Assim, eu passei muitos anos longe do assunto política. Podia, como o Diogo Mainardi, ficar acompanhando os deslizes do Lula, e de seus assessores, mas, como disse, não teria estômago. Acho que foi uma boa opção. Leguei coisas mais interessantes à posteridade. Quando for reunir o Digestivo em livro, haverá uma taxa de aproveitamento consideravelmente maior, porque assuntos "políticos" ficaram de fora.

Agora, querem saber se eu achava que ia dar no que deu, se eu achava que o governo Lula seria um desastre, se os culpados têm de ser punidos, se eu sou a favor do impeachment, se devemos convocar eleições antecipadas, se os réus têm de ser condenados em praça pública, essas coisas...

Lógico que eu não previa essa hecatombe. O máximo de previsão que eu consegui acertar foi que os eleitores do Lula se arrependeriam tanto quando os eleitores do Collor (na verdade, eu acho que até mais...). Eu imaginava que não iria funcionar, mas nunca que o esquema PT seria maior que (ou tão grande quanto - ei, eu não tenho provas...) o esquema PC. Para o meu ponto de vista, os petistas se revelaram até mais engenhosos (estou falando no mau sentido, tá?).

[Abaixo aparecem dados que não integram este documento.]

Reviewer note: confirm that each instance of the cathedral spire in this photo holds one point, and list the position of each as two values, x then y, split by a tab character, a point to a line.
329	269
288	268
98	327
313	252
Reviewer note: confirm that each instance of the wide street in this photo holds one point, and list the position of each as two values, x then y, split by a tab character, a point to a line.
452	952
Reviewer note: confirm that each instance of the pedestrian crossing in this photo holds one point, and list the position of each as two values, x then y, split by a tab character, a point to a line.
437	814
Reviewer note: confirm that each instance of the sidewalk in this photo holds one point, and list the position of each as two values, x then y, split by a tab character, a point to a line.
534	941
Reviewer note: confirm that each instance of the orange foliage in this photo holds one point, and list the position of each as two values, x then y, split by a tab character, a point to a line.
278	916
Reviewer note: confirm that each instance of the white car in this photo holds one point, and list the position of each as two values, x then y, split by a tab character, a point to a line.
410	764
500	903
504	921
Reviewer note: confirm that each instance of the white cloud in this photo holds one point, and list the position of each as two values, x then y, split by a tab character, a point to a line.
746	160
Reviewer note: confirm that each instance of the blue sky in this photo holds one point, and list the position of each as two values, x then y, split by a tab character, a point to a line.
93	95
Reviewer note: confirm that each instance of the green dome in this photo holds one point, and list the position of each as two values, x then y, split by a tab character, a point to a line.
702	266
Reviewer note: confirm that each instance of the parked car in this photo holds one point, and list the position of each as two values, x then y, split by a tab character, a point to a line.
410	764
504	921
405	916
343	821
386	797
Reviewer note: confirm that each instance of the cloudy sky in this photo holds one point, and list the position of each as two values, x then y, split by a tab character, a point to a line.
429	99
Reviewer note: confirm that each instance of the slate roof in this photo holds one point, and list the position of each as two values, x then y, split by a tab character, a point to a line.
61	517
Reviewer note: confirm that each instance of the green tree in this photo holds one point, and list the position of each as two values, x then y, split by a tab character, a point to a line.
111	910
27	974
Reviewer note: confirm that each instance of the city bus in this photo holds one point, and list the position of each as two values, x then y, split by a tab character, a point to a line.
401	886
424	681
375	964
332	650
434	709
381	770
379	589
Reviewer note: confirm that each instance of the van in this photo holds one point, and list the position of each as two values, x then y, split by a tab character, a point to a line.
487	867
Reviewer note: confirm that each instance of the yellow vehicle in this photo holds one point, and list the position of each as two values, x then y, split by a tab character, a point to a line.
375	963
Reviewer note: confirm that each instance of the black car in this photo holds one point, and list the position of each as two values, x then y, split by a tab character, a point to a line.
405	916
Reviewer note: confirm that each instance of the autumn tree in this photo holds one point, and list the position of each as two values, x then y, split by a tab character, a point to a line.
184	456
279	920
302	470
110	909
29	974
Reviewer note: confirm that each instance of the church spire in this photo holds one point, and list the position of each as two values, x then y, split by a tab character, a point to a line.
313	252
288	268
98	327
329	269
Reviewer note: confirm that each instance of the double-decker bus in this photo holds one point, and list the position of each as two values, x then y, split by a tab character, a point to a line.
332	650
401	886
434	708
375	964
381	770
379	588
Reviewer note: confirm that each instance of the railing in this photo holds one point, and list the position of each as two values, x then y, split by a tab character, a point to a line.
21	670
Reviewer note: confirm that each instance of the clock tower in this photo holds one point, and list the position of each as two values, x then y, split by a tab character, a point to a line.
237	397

E óbvio que os culpados têm de ser punidos, mas não sei se o impeachment é a solução. "Não deu certo, então troca" - não acho que a política é uma brincadeira, em que você elege, se arrepende e depois pede pra voltar atrás. Não tem "undo". O engraçado é que os que votaram, agora, são os mais exaltados no sentido de "des-votar": deram seu voto de confiança quase três anos atrás, agora querem tirar. Eu não votei no Lula em 2002 mas respeito a decisão da maioria que votou (embora essa mesma maioria não a respeite mais), e acho que faz parte do jogo esperar até a próxima rodada. Eu sou um bom perdedor. "Ganhei" no final das contas, mas aceito a decisão tomada em outubro/novembro de 2002.

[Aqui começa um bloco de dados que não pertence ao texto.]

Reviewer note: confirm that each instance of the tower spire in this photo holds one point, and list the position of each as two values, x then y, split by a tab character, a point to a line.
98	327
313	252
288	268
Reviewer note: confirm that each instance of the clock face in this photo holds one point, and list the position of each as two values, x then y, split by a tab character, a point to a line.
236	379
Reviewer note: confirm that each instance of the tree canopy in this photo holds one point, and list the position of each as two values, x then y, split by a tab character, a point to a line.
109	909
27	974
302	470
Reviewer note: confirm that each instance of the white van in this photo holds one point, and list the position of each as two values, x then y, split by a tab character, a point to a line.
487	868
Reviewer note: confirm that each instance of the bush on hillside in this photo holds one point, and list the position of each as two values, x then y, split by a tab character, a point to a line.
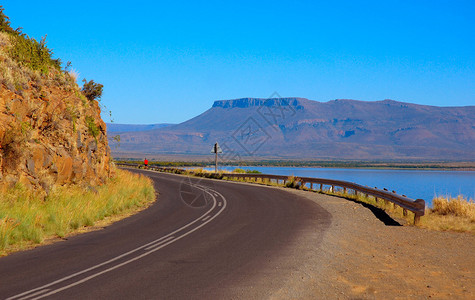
92	90
28	51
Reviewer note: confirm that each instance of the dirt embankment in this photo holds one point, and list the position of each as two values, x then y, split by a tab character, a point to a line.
363	258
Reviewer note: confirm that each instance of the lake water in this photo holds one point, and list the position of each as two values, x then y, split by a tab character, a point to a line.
415	184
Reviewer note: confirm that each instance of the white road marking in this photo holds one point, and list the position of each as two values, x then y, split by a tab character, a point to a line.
159	243
35	294
170	235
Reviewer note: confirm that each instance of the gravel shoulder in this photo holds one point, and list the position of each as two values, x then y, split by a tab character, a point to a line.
362	258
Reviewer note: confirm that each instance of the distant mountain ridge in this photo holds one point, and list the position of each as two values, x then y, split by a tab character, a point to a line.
298	128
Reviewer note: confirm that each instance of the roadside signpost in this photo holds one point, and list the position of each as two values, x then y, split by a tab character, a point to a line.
216	149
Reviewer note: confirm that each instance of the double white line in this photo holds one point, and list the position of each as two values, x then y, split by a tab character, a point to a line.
149	248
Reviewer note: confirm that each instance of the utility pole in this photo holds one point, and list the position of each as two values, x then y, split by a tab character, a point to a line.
216	149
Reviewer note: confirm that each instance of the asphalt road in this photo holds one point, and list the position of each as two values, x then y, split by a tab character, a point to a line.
202	239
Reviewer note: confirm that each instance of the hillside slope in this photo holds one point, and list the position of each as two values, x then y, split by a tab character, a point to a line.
50	133
299	128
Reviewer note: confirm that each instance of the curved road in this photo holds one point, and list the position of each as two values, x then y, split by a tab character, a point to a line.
201	239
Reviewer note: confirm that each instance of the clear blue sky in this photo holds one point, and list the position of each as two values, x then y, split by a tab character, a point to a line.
168	61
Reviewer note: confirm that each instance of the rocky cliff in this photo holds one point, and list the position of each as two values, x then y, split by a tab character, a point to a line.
50	133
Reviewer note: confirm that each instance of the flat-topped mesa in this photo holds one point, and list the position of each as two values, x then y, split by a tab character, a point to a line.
254	102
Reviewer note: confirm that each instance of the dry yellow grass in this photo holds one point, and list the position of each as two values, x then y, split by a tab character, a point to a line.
455	214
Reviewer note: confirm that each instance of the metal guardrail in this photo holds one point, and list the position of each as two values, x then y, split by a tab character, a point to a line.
407	204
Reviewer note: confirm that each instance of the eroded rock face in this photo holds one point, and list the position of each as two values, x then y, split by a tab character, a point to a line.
52	137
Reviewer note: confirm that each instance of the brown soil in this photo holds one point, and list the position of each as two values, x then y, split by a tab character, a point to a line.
362	258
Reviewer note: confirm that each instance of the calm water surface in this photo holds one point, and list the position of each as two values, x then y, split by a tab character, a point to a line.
423	184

Ironicamente, a maior riqueza de todo este episódio, a meu ver, está no fato de as pessoas acompanharem, diariamente, os desdobramentos do escândalo pelos jornais, pela internet, pelo rádio, pela televisão. Eu mesmo nunca li tanto o primeiro caderno, sobre política, nunca ouvi tanto a CBN, nunca recebi tantos e-mails sobre o governo e nunca respondi a tantas mensagens sobre o assunto. Deveria ser sempre assim. Era esse o nível de atenção, para com a nossa classe política, que se deveria exigir da sociedade. É essa a vivência política que falta à minha geração, e que ganhamos mesmo quando falamos (e espalhamos) bobagens pelo ar.

Particularmente, não acredito em mobilização (pelos motivos expostos logo no início desta crônica-da-morte-anunciada). Desconfio sempre, até porque - soube há pouco - a primeira manifestação foi "a favor" (!?).

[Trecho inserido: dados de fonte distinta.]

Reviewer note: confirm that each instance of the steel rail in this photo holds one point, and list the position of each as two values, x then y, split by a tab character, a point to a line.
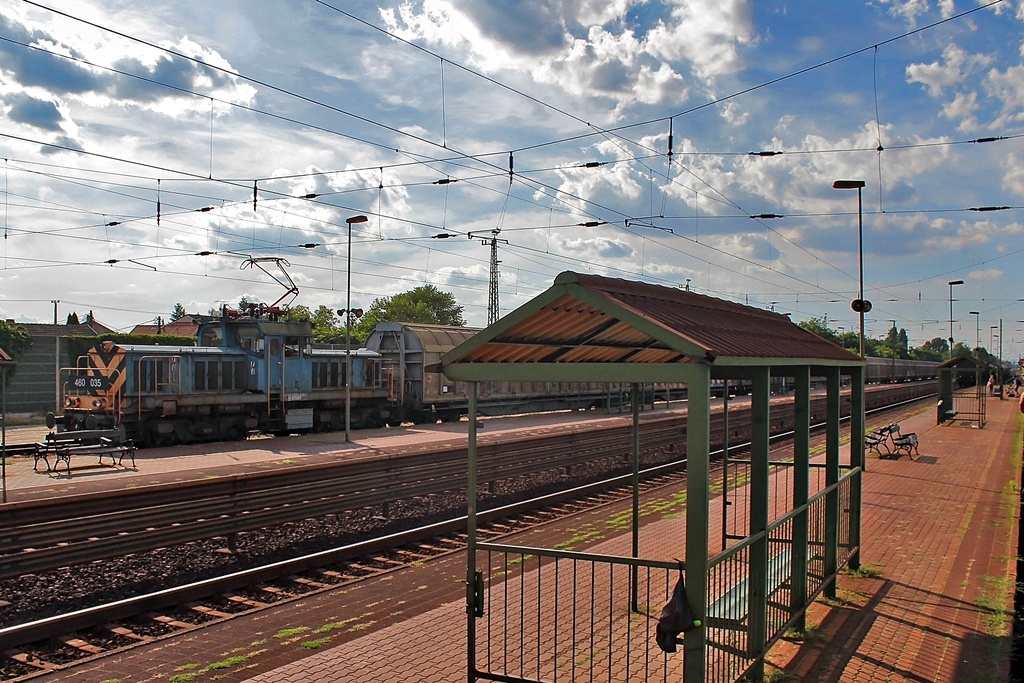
13	636
43	535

No dia famoso dos caras-pintadas (atenção: eu sou dessa geração), eu saí da faculdade e vi uma certa movimentação de uns ônibus, um pessoal indo pra Paulista, era um programa como outro qualquer, era como fazer "pedágio" em dia de "trote" (eu era calouro), não tinha nada de mais. Depois transformaram naquela "grande mobilização". Numa festa, no outro fim de semana, um sujeito contava rindo que havia encontrado uma ex-namorada, em meio à celebração dos cara-pintada, e que eles (ele e ela) haviam "ficado" de novo, e que ele não conseguia se concentrar na transa, só pensava no jogo do São Paulo, a menina lá, o jogo do São Paulo rolando, e a falta de concentração, e os cara-pintada... Uma confusão. Um carnaval em Salvador.

Por isso, agora, quando eu olho em volta, e vejo todo mundo pulando (em cima do PT e do Lula), não sinto nenhuma emoção, sinto, pelo contrário, um tédio profundo, é só mais um ano - igual a tantos outros... - no País do Carnaval em Salvador.